Based on the 1974 book of the same name by Bob Woodward and Carl Bernstein, this is an absolutely brilliant political thriller. I think that the film is a largely historically accurate depiction of the two "Washington Post" journalists' investigation into the Watergate scandal and the surrounding conspiracy. The film has a wonderful script by William Goldman, whose name is synonymous with quality in my book. It throws a great deal of information our way but it is such a taut, well-paced, well-thought-out script that it never runs the risk of overwhelming the audience with exposition. I also have to praise the sterling direction of Alan J. Pakula, who is able to maintain a high level of tension and suspense throughout the film. It is never less than gripping from beginning to end. I liked the fact that music is used sparingly as it added to the sheer sense of realism on display. The film was nominated for Best Picture but it lost to "Rocky". No comment.

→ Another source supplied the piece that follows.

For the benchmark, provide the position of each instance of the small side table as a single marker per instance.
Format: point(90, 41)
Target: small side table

The film stars Robert Redford and Dustin Hoffman in a pair of fantastic performances as Woodward and Bernstein respectively. Hoffman is marginally better than Redford but both men deserved Oscar nominations for Best Actor and it is a shame that the Academy was not forthcoming in either case. I wish that they made other films together as they have such great chemistry. Following the break-in at the Democratic National Committee headquarters the Watergate complex on June 17, 1972, Woodward, a rookie reporter who has only been with "The Washington Post" for nine months, is assigned to cover the matter as it is not considered to be worth the attention of anyone higher up in the paper. He soon discovers that the five burglars have all had prior involvement with the CIA and is able to establish a link between them and former CIA agent E. Howard Hunt and Nixon's Special Counsel Charles Colson. The more experienced Bernstein, who has a tendency to ruffle people's feathers, inveigles himself into the investigation and the two reporters are assigned to together on the story together. Neither of them are particularly thrilled about it but they develop a strong, if occasionally a little combative, working relationship. They're not exactly best friends but they spark off each other and give each other ideas. Bernstein is depicted as being a little obnoxious and he has a "bull in a china shop" mentality when it comes to asking questions of reluctant interviewees, which is almost all of them. It serves as a very effective contrast to the more amiable Woodward's "softly, softly" approach. Bernstein tends to go with gut feelings far more than Woodward. However, they are able to procure many results working together than they may not have been able to get alone.
Much of the investigation concerns the illegal and unconstitutional activities of the Committee to Re-elect the President, otherwise known as CREEP. If this film were pure fiction, I would mock the use of an organisation with the acronym "CREEP" as laughable since no one in their right mind would pick a name like that. It just goes to show that sometimes fact is stranger than fiction! While some of them are heard over the phone, none of the senior members of the conspiracy such as G. Gordon Liddy, the former Attorney General John N. Mitchell, the White House Chief of Staff H.R. Haldeman (regularly referred to as being "the second most powerful man in the country") and Jeb Stuart Magruder are seen on screen. This was a brilliant move on Goldman's part as it served the emphasise the existence of a shadowy conspiracy which involved "the entire US intelligence community." Nixon himself is only seen in archive footage. One of the best illustrations of this is his renomination at the 1972 Republican Convention, which was announced by his eventual successor Gerald Ford. The events surrounding Ford's elevation to the presidency just shy of two years later could not have been predicted at the time so it was merely a stroke of good fortune for the filmmakers that it was Ford who chaired the Convention. Another very effective use of archive footage is the depiction of Nixon being sworn in for his second term in the final scene on January 20, 1973, in which he swears, as part of the oath of office, to "preserve, protect and defend the Constitution of the United States."
Jason Robards won the Best Supporting Actor Oscar but I don't think that his performance as the newspaper's executive editor Ben Bradlee was worthy of it. He was never a great actor and, in this film, he delivered most of his lines in a monotone and shouted the rest. More deserving of the award or at least a nomination were Jack Warden as the local editor Harry M. Rosenfeld, Martin Balsam as the managing editor Howard Simons or the suitably enigmatic Hal Holbrook as Deep Throat, who was revealed to be former FBI Associate Director W. Mark Felt in 2005. Conversely, Jane Alexander is excellent in the small role of the bookkeeper Judy Hoback Miller, who was vital in unravelling the conspiracy, and her Best Supporting Actress nomination was well deserved. She is really the closest thing that the film has a female lead. The film also feature nice small appearances from Ned Beatty, F. Murray Abraham, Lindsay Crouse and Meredith Baxter. In a great moment of art imitating life, Frank Wills, the security guard who secured a place in history for himself when he told the police about the break-in, plays himself at the beginning of the film.
Overall, this is a superb film which serves as a powerful reminder of the vital role that the Fourth Estate plays in society and as a damning indictment of the worst excesses of political corruption in a democratic state.